The second paper, by Susan Rabold and colleagues reports the results of a German study concerning the extent of and risk factors for elder abuse and neglect of older people living in community settings by home care (nursing) staff. The research consisted of a self-report survey of home care staff and obtained a satisfactory response rate, which is always of concern when undertaking such surveys. Under half of respondents (40 per cent) reported that they had been involved in at least one incident of abuse or neglect in the last year, with psychological abuse/verbal aggression and neglect reported most frequently. The paper discusses the findings of the survey, particularly in relation to potential risk factors involved and highlights the finding that abuse and neglect do not just occur in institutional settings or by partners and/or family members. It also explores possible approaches to prevention that might be developed.

The third contribution in this issue is a paper by Cheryl Tilse and colleagues, which explores financial abuse within residential care settings within an Australian context. The paper draws on findings from a study of the issues of asset management and financial abuse within aged care facilities in Australia, with a particular focus on the final phase of the study. This involved a survey and interviews undertaken with care managers and financial managers of such facilities and examined individual's recognition, understanding and possible responses to such abuse. The paper discusses the findings from this phase of the study and explores potential for development in relation to good practice in this area.

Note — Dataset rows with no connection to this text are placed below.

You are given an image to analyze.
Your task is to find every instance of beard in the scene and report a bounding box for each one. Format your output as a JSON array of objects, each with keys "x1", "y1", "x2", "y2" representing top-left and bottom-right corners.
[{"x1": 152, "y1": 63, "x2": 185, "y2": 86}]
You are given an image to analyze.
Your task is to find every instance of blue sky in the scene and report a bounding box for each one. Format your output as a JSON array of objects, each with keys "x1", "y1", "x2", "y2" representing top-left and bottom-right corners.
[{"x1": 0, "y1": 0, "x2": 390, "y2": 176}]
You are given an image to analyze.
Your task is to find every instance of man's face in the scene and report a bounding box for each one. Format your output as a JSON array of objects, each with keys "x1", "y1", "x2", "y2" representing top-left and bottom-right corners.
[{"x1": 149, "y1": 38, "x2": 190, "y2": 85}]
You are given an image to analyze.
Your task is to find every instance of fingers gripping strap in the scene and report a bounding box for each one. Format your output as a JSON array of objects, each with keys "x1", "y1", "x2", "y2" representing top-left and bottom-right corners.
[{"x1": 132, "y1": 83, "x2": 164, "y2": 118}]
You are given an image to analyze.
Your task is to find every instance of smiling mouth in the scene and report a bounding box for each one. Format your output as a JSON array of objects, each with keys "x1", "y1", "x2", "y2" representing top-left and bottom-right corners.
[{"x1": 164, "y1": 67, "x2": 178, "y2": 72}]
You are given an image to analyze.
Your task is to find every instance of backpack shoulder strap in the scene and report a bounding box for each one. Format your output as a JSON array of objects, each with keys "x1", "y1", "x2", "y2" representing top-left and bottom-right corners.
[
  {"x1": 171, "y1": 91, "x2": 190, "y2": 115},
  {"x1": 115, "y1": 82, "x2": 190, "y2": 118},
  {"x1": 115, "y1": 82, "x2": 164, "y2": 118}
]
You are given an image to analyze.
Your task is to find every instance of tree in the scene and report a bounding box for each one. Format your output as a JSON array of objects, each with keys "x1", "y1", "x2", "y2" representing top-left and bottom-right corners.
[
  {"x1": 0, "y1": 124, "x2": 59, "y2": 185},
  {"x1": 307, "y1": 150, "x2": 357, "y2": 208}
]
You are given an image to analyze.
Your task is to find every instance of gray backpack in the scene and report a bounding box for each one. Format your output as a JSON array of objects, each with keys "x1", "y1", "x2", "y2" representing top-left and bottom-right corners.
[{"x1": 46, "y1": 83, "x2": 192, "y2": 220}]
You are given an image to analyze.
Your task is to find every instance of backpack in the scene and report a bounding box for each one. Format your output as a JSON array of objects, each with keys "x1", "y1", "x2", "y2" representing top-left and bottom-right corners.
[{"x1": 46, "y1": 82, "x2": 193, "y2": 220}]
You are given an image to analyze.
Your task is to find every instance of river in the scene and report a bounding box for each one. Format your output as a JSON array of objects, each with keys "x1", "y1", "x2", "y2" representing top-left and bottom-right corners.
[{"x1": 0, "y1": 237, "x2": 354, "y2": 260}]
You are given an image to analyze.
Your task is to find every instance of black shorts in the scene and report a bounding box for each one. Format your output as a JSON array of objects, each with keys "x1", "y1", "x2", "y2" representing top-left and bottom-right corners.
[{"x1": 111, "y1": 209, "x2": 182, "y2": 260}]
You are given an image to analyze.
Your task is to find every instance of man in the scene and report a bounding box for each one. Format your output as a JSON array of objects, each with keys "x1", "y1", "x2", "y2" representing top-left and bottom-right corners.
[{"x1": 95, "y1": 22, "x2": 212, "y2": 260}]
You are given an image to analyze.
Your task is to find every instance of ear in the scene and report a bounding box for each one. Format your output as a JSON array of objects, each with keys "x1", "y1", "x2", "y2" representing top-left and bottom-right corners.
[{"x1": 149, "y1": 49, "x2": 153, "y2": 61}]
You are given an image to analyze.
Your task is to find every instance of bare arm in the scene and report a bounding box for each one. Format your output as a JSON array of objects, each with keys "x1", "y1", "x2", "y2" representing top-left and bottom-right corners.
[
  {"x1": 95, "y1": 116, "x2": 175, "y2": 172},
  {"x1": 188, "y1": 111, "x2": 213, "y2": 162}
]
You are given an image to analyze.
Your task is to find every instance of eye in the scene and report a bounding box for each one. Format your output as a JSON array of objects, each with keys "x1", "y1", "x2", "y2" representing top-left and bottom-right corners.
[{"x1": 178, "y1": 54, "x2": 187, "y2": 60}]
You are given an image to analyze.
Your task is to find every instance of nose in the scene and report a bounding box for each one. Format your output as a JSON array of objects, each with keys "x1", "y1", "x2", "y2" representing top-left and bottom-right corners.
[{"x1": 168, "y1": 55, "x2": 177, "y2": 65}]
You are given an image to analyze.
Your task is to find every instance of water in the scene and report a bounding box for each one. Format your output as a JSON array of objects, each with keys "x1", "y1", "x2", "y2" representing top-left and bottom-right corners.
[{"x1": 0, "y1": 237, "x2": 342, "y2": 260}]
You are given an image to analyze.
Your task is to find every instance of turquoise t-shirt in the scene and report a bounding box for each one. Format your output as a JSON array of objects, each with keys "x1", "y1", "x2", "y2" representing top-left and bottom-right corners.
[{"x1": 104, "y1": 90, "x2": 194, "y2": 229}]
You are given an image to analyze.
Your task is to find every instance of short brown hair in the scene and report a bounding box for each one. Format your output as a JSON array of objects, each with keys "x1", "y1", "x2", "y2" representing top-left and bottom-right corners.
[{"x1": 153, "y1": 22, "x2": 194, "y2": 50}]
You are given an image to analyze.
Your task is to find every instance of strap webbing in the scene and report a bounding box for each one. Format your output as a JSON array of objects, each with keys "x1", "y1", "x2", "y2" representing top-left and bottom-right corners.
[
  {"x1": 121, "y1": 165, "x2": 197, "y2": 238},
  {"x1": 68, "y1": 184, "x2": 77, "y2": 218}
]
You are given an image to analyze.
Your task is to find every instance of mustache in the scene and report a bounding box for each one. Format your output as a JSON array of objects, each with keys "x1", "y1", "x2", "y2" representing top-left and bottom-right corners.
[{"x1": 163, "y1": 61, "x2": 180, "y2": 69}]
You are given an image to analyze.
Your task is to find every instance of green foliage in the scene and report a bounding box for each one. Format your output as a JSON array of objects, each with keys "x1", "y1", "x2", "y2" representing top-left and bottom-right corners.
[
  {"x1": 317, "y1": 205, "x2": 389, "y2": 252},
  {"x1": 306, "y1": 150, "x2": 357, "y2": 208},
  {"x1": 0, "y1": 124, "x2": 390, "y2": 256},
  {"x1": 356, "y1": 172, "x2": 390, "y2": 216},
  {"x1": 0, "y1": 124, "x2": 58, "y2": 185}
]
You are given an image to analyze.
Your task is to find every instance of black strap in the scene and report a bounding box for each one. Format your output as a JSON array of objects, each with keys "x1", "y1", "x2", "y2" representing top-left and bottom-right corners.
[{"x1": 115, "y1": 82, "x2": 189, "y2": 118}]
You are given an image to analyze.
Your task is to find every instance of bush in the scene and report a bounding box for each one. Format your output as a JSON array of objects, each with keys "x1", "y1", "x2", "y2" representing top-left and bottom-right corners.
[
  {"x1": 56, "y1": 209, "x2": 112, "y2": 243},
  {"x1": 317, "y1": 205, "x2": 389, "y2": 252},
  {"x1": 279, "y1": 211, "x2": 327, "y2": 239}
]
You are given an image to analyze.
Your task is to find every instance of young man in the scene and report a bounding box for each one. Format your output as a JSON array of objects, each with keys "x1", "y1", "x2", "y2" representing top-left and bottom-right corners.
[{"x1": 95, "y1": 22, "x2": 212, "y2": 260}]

The final full paper in this issue also concerns the area of financial abuse and is linked to the paper by Gilhooly and colleagues, which appeared in the last issue of the journal (15.2). Gilbert and colleagues, Authors were also involved in the broader study of financial, health and social care staff's perceptions and potential actions in relation to elder financial abuse. This paper reports on an analysis of the policy documentation that was obtained as part of the study and develops recommendations relating to future work in this area.

Finally, we are pleased to include a brief paper by Catherine Heard and colleagues at the Law Commission concerning a current work-stream that the Commission is undertaking about Hate Crime. The Commission are exploring whether existing laws in relation to Hate Crime should be extended or not. The paper outlines the work that the Commission have planned in this area, which will be taking place until 2014. This includes a consultation period relating to potential proposals, during 2013. Hopefully as many readers as possible will be interested in this potential development and will be able to engage in the consultation process. We hope that the Law Commission team will be able to report on the outcome of the consultation process in a future issue of the journal.

Enjoy the reading and material for reflection that this issue provides and do get in touch with the editors if you have any feedback or ideas and suggestions about future issues of the journal.